Nuestra misión es :"Remediar los tres abandonos más perjudiciales de un pueblo,
el de Jesús Sacramentado,
el del cura
y el de las almas."
(Beato Manuel González)

domingo, 5 de diciembre de 2010

Testimonio desde la Misión - Carta de San Francisco Javier a San Ignacio de Loyola

¡AY DE MÍ SI NO ANUNCIARA LA BUENA NUEVA!

No cabe duda de que una característica esencial a la vocación sacerdotal es la sed de almas. San Francisco Javier nos da un gran testimonio que es también una llamada de atención. Ser cristiano, ser sacerdote, implica ser también misionero. No podemos acomodarnos y convencernos de que ya hemos hecho suficiente, cuando hay tantos que aún no conocen a Cristo, que aún no hay recibido la buena nueva de Dios que se ha hecho carne y que vive entre nosotros porque se ha hecho Pan. La descripción que hace el Santo Misionero de los pueblos que enocontró en su camino, no se diferencia mucho de la que hace el Beato Manuel de la realidad de los pueblos de España a principios del siglo pasado. Tantos son también hoy los cristianos condenados a una vida espiritual mediocre porque no cuentan con un sacerdote que los guíe y acompañe en el camino de la fe. Leamos con atención sincera las letras del patrono de universal de las misiones.

"Visitamos las aldeas de los neófitos, que pocos años antes habían recibido la iniciación cristiana. Esta tierra no es habitada por los portugueses, ya que es sumamente estéril y pobre, y los cristianos nativos, privados de sacerdotes, lo único que saben es que son cristianos. No hay nadie que celebre para ellos la misa, nadie que les enseñe el Credo, el Padrenuestro, el Avemaría o los mandamientos de la ley de Dios.

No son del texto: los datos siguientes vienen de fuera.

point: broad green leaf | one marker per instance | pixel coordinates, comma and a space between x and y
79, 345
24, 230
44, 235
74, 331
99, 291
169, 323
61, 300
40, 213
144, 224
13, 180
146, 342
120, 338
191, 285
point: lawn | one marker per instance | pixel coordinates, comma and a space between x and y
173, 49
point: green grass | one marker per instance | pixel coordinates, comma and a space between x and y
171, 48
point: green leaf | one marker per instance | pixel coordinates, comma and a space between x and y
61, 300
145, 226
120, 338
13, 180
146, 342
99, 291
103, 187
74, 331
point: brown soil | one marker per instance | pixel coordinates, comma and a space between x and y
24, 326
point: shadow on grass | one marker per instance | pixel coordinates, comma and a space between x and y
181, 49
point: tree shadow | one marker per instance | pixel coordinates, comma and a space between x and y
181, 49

Por esto, desde que he llegado aquí, no me he dado momento de reposo: me he dedicado a recorrer las aldeas, a bautizar a los niños que no habían recibido aún este sacramento. De este modo, purifiqué a un número ingente de niños que, como suele decirse, no sabían distinguir su mano derecha de la izquierda. Los niños no me dejaban recitar el Oficio divino ni comer ni descansar, hasta que les enseñaba alguna oración; entonces comencé a darme cuenta de que de ellos es el reino de los cielos.

Por tanto, como no podía cristianamente negarme a tan piadosos deseos, comenzando por la profesión de fe en el Padre, el Hijo y el Espíritu Santo, les enseñaba el Símbolo de los apóstoles y las oraciones del Padrenuestro y el Avemaria. Advertí en ellos gran disposición, de tal manera que, si hubiera quien los instruyese en la doctrina cristiana, sin duda llegarían a ser unos excelentes cristianos.

Muchos, en estos lugares, no son cristianos, simplemente porque no hay quien los haga tales. Muchas veces me vienen ganas de recorrer las universidades de Europa, principalmente la de París, y de ponerme a gritar por doquiera, como quien ha perdido el juicio, para impulsar a los que poseen más ciencia que caridad, con estas palabras: «¡Ay, cuántas almas, por vuestra desidia, quedan excluidas del cielo y se precipitan en el infierno!»

¡Ojalá pusieran en este asunto el mismo interés que ponen en sus estudios! Con ello podrían dar cuenta a Dios de su ciencia y de los talentos que les han confiado. Muchos de ellos, movidos por estas consideraciones y por la meditación de las cosas divinas, se ejercitarían en escuchar la voz divina que habla en ellos y, dejando de lado sus ambiciones y negocios humanos, se dedicarían por entero a la voluntad y al arbitrio de Dios, diciendo de corazón: «Señor, aquí me tienes; ¿qué quieres que haga? Envíame donde tú quieras, aunque sea hasta la India.»